During a recent investigation of a series of cyber intrusions into an unnamed high-value target, threat intelligence researchers with SentinelOne’s SentinelLabs team discovered nearly 10 hacking groups associated with China and Iran.
This isn’t necessarily new when dealing with significant targets, sometimes referred to as a “magnet of threats” in cybersecurity, as they attract and host multiple hacking efforts simultaneously. But among the cohabitating groups, researchers unearthed a previously unknown group that seems to be operating in alignment with nation-state interests and perhaps as part of a high-end contractor arrangement.
The group — dubbed “Metador” in reference to a string “I am meta” in one of their malware samples, and because of Spanish responses from the command and control servers — shows signs of operating for at least two years, with signs of extensive resources having been poured into development and maintenance in pursuit of what are likely espionage aims.
The group attacks with variants of two Windows malware platforms deployed directly into memory, with indications of an additional Linux implant, and are capable of rapid adaptations. According to the researchers, the group noticed that one of their victims had begun to deploy a security solution after initial infection and “quickly adapted” in response. “That swift response only did more to pique our interest,” the researchers said.

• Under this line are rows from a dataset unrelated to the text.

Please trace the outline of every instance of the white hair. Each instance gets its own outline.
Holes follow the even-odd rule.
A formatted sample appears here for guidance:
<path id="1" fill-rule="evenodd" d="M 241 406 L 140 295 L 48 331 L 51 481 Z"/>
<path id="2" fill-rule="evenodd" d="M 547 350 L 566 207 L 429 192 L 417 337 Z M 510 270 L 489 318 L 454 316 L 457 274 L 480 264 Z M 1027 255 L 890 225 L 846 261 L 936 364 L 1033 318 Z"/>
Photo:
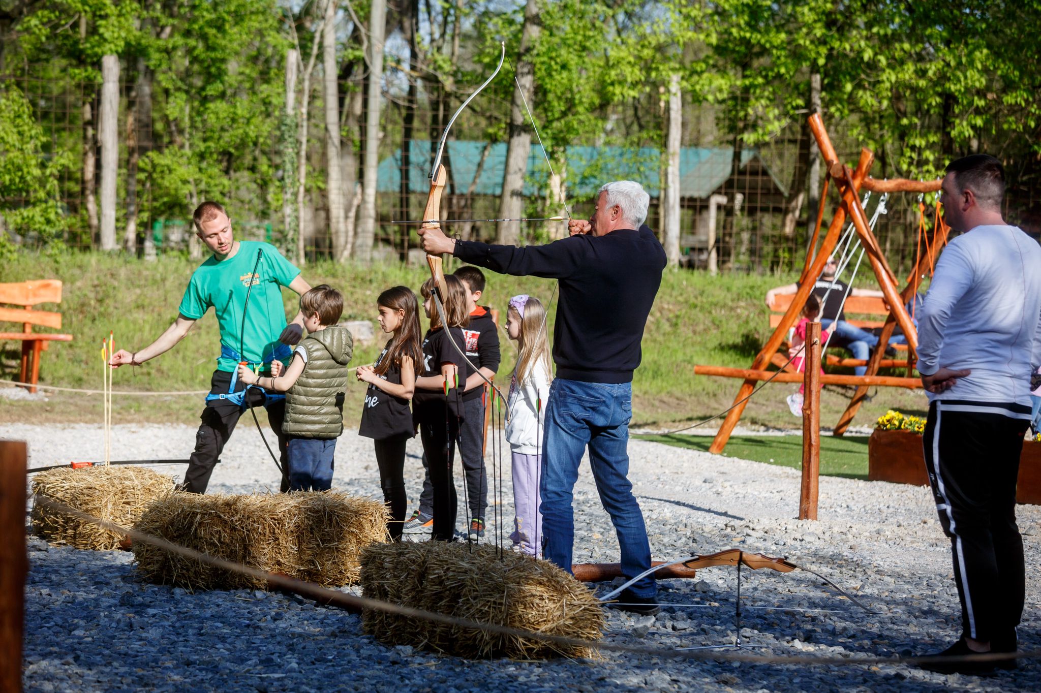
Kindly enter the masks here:
<path id="1" fill-rule="evenodd" d="M 621 209 L 621 219 L 629 222 L 634 229 L 638 229 L 646 220 L 651 196 L 636 181 L 612 181 L 601 187 L 598 195 L 600 192 L 607 192 L 607 206 L 618 205 Z"/>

The group has primarily targeted telecoms, internet service providers and universities in the Middle East and Africa, the SentinelLabs researchers Juan Andres Guerrero-Saade, Amitai Ben Shushan Ehrlich, and Aleksandar Milenkoski said in findings published Thursday. But it’s likely only a fraction of the group’s true scope is known, as it manages its infrastructure in such a way to limit the ability to connect one victim to another, using a single IP address per victim, for instance.
Reliable attribution wasn’t possible, the researchers said. The developers are clearly fluent in English, with signs of more casual English — “LOLs” and smiley faces, the researchers said — alongside “highfalutin” English. Spanish is also used throughout the code of “Mafalda,” one of the two malware platform variants developed by the group. Mafalda is the name of an Argentine cartoon character, popular with the Hispanic diaspora dating back to the 1960s as a means of political commentary, the researchers said.
“It kind of points to the fact that Argentina is this not-so-hidden gem of offensive talent that people forget,” Juan Andres Guerrero-Saade, principal threat researcher at SentinelOne told CyberScoop. “There’s so many companies that have recruited unbelievable talent from Argentina for past 10, 15 years … and it’s a nice reminder that there is all this talent that you can easily tap into. And the question is, who is tapping into it?”
Another interesting pop culture reference was buried in Mafalda’s code: A lyric from the 90s song “Ribbons,” by British pop punk band The Sisters of Mercy: “her eyes were cobalt red, her voice was cobalt blue.”
“Whilst these cultural references are interesting fingerprints, they do not lend themselves to a clear sense of attribution nor a cohesive attributory narrative beyond the possibility of a diverse set of developers perhaps indicative of a contractor arrangement,” the researchers wrote.
The signs of active development and its success at detection for so long has the researchers worried, with hopes that the wider threat intelligence community and others will take the technical indicators shared in the report and look for their own signs of Metador.
“Their operations are massively successful precisely in that they’ve eluded victims, defenders, and threat intel researchers until now despite maintaining these malware platforms for some time,” the researchers wrote. “We consider the discovery of Metador akin to a shark fin breaching the surface of the water. It’s a cause for foreboding that substantiates the need for the security industry to proactively engineer towards detecting the true upper crust of threat actors that currently traverse networks with impunity.”
Guerrero-Saade said that the group seems to him as having “capabilities that I think are representative of folks with a deep well of experience who’ve done this before, and they’ve done it at a professional level, but are in a shop or in an arrangement that still makes choices that the true upper crust wouldn’t make.”
But the group offers a harbinger of the breadth and level of activity is going unnoticed, Guerrero-Saade said.
“What worries me is, in a world where hacker for hire is becoming more popular, where the enablers are becoming less identifiable as corporations … how are the talents of the 1 percent that eventually leave government for a better life, how is that trickling down? And what pockets are they ending up in? And how capable are we of tracking them?”